La ragione iniziale delle proteste, l’aumento dei prezzi del gas liquefatto, è stata dimenticata in fretta nella confusione di quello che è seguito. Le autorità hanno accettato di abbassare le tariffe, quindi il governo si è dimesso in blocco, ma queste misure non hanno risolto la situazione. Agli slogan economici si sono sostituiti quelli politici, e nella ex capitale Almaty, la principale città del Paese, il tutto si è trasformato in una sommossa ancora difficile da decifrare, lasciando le strade in balia di teppisti e ladruncoli di ogni tipo, spinti da mercenari stranieri di cui non si conoscono i mandanti.

Di fatto la rabbia è stata incanalata contro Nazarbaev e la sua casta, a cui sono state attribuite tutte le responsabilità dei mali del Kazakistan, dopo 30 anni di potere incontrastato e apparentemente “illuminato”. Sono stati presi di mira i palazzi amministrativi, ma anche i cartelli, le insegne e i monumenti dedicati al padre della patria (“elbasy”). Alla fine è intervenuto l’esercito, con un bilancio finale di 225 vittime, tra cui 19 membri delle Forze dell’ordine. La chiamata in soccorso delle truppe della Csto (Organizzazione del trattato di sicurezza collettiva), soprattutto di quelle russe, è durata lo spazio di un weekend, per risolversi in una parata “senza sparare un colpo”.

Dal 5 gennaio Tokaev ha assunto anche la carica di presidente del Consiglio di sicurezza al posto del predecessore, ed è iniziata una vertiginosa transizione di potere. Il 27 gennaio le camere riunite del Parlamento hanno cancellato tutti i privilegi “a vita” di Nazarbaev, garantiti da leggi approvate dopo le sue dimissioni da presidente nel 2019. Tutti i parenti e gli stretti collaboratori dell’elbasy sono stati cacciati dalle varie funzioni pubbliche, anche in modi piuttosto drammatici, a partire dal capo dei servizi di sicurezza (Knb) Karim Masimov, arrestato con l’accusa di tradimento. Al loro posto sono state insediate persone di stretta fiducia del presidente.
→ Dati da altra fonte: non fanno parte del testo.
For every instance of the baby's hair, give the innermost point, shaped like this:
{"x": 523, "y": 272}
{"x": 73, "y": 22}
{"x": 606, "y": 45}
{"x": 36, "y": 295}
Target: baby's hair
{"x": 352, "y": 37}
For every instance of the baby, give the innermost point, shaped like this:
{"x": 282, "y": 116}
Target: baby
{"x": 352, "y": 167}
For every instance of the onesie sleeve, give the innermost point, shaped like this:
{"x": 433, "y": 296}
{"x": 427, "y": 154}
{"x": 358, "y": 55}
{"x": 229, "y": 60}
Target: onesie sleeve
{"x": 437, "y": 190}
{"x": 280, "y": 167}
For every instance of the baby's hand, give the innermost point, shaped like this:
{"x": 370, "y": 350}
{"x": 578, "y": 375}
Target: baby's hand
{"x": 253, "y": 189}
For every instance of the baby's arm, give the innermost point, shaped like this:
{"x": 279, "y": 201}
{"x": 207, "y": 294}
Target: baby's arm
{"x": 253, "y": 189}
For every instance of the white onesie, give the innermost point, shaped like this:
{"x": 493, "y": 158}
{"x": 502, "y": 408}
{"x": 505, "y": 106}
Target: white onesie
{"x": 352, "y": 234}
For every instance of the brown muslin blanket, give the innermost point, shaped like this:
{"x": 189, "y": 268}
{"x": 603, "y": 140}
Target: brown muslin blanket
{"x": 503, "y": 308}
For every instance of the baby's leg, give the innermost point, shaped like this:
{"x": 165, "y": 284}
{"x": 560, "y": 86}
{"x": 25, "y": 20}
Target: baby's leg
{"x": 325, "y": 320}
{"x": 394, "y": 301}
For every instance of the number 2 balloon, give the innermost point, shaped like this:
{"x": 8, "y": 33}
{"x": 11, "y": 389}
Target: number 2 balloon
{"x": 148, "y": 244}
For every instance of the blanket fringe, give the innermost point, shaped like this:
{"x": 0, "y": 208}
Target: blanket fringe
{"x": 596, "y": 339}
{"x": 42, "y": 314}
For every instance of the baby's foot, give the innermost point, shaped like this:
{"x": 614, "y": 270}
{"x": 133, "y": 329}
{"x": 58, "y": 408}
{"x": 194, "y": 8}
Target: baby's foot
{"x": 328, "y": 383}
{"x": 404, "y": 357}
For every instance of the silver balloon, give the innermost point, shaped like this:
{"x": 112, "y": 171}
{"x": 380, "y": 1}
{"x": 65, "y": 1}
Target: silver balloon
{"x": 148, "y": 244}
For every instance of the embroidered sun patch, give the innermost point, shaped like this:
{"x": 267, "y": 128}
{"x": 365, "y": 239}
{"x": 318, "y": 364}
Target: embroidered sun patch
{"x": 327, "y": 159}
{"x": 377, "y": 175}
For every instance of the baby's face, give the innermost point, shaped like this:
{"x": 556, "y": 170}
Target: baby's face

Tokaev ha annunciato una profonda campagna moralizzatrice, per superare i diffusi fenomeni di corruzione. Il 21 gennaio si è incontrato con gli imprenditori a Nur-Sultan, la città che ai tempi sovietici si chiamava Tselinograd, nel 1992 le hanno restituito il nome storico di Akmola, nel 1997 è divenuta Astana (“la capitale”), nel 2019 è stata dedicata a Nazarbaev e oggi di nuovo viene chiamata genericamente “la capitale”. Agli uomini d’affari il presidente ha annunciato in toni minacciosi la radicale modifica dei sistemi di pagamento, in nome della trasparenza.

All’inizio della crisi si era perfino diffusa la notizia della fuga di Nazarbaev verso qualche Paese amico del Medio Oriente, ma il 18 gennaio l’ex padre della patria è apparso in televisione per giurare fedeltà al successore, che a sua volta ha più volte confermato la piena sintonia con l’élite ormai sgominata. Rimane ora la domanda se la riconquistata pace sociale sia soltanto una finzione per nascondere i conflitti, o l’inizio di un vero cambiamento del Kazakistan, sia all’interno sia nelle relazioni internazionali.

I disordini di un mese fa sono stati attribuiti ai “terroristi” e ai “traditori”, ma sono anche state riconosciute le motivazioni sociali delle proteste. Oltre alla caccia ai responsabili, che è ancora in corso, Tokaev ha promesso di istituire un “fondo nazionale” (Kazakstan khalkina), dove i ricchi legati al passato dovranno versare ingenti somme a sostegno della popolazione. La lista dei “benefattori” del fondo e le somme annuali da versare saranno decise dal governo.

Il primo febbraio si è peraltro tenuta un’altra manifestazione, sotto stretto controllo delle Forze dell’ordine, davanti alla Procura generale di Almaty, per protestare contro la detenzione di persone innocenti e le violenze della polizia, e chiedere inchieste trasparenti sulla morte di diversi manifestanti di inizio gennaio. Anche questo dirà fino a che punto si aprirà una nuova pagina in Kazakistan, o tutto è cambiato perché tutto rimanga uguale.